Also power is the rate at which energy is converted (unit of power = Watts) and energy is how much  is used over a period of time (unit of energy = Watthours).

so he did mean power as he said needs to generate.

Merriam-Webster is an American dictionary that is for the lay person. Non-Americans and scientists only ever pronounce it with the hard "g".

http://oxforddictionaries.com/definition/english/gigawatt

Note that it doesn't provide two different pronunciations. As for SI, have a read of the (sourced) Wikipedia section:

http://en.wikipedia.org/wiki/SI_Prefixes#Pronunciation

And I'm working from memory regarding his usage of the term, but what you should note is that he talks about charging up the flux capacitor. Now, a capacitor doesn't store power, it stores energy. When he talks of "needing 1.21 gigawatts of power", he's actually crossing wires, and mixing scientific terminology with lay terminology - he needs some amount of energy to use the capacitor, but the lay person often uses "power" in place of "energy". As an example, consider that you almost certainly refer to "how much power is left in the battery" - batteries, like capacitors, don't store power, they store energy. Power is the unit you would use to describe the rate at which the battery is charging or discharging. If Doc Brown had said "I need 1.21 gigawatts of power for 1 second", I'd have no problem - he just needs 1.21 GJ. He didn't - he said he needs 1.21 GW of power to "power the flux capacitor" (what does that even mean?).

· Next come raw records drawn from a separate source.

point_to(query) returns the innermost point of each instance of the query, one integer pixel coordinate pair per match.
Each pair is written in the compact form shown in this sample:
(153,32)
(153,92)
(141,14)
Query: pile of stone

Also, for the record, the Watt-hour isn't actually a normal unit of energy. That would be the Joule (which is, in fact, the Watt-second, if you want to use non-SI units). While the "kilowatt-hour" is a more common unit than the watt-hour, it's one of those stupid inventions of engineers because they have trouble with changing units. The kilowatt-hour is 3.6*10^6 Joules or 3.6 MJ.